At least 90 people died and as many as 400 wounded on Wednesday morning, when a massive truck bomb ripped through the Afghan capital Kabul. Afghan officials report, however, that the death toll is likely to rise, given the severity of many of the injuries. Some speculate it may be as high as 150 within a week.
A suicide attacker drove into Kabul’s diplomatic quarter during the early-morning rush hour and set off explosives. Witnesses reported an enormous plume of smoke rising up from Kabul’s diplomatic quarter, home to the city’s foreign embassies and the presidential palace.
Afghan intelligence officials have blamed Taliban-affiliated militants aided by Pakistani security services for the bombing.
The blast left a 16ft-deep crater near Zanbaq Square in the Wazir Akbar Khan district, where foreign embassies are located, including the German premises which was badly damaged.
Most of the fatalities were civilians, including women and children. Nine Afghan security guards at the US embassy also died as well as another guard at the German equivalent.
The embassies of China, Turkey, France, India and Japan also reported damage, while the BBC said one of its drivers was killed and four of its journalists were wounded. Eleven US contractors were also hurt.
More than 50 cars were destroyed or damaged in the area which was considered Kabul’s safest neighbourhood, with buildings protected by dozens of 10ft-high blast walls.

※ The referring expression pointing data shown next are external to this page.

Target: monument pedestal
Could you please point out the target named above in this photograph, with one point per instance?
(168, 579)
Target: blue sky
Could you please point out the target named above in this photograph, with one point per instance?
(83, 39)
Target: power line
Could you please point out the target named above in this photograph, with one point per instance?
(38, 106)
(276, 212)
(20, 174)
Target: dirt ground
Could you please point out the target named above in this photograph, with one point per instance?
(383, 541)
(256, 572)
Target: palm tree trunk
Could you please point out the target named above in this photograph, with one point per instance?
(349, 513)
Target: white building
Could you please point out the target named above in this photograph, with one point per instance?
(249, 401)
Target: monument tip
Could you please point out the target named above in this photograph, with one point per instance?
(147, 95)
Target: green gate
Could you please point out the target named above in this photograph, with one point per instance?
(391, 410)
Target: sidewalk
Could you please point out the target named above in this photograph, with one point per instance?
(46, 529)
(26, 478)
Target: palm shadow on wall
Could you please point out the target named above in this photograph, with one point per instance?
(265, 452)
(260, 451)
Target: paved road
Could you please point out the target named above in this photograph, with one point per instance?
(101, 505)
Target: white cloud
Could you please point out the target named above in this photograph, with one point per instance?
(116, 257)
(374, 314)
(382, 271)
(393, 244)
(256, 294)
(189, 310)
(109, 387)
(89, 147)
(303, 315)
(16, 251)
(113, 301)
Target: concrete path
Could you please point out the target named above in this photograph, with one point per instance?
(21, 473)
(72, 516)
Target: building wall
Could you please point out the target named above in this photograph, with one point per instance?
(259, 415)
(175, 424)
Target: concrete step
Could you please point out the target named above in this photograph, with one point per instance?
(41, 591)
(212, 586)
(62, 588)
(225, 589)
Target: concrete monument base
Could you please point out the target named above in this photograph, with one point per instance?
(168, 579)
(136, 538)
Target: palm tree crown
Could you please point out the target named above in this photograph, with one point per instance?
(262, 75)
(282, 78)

The Afghan intelligence service, NDS, said early findings showed the Afghan Haqqani militant network with the assistance of the Pakistani intelligence service, ISI, carried out the attack.
In a statement, the NDS said: “These terrorists once again proved they don’t represent any religion and they only carry out such coward attacks to please their Pakistani masters which is against all Islamic and human rights principals.”
The Haqqani group is fighting US-led NATO forces and the Afghan government.
There are currently 8,500 US troops in Afghanistan and Donald Trump is due to decide soon on a recommendation to send 3,000 to 5,000 more soldiers to bolster the NATO training force and US counter-terrorism mission.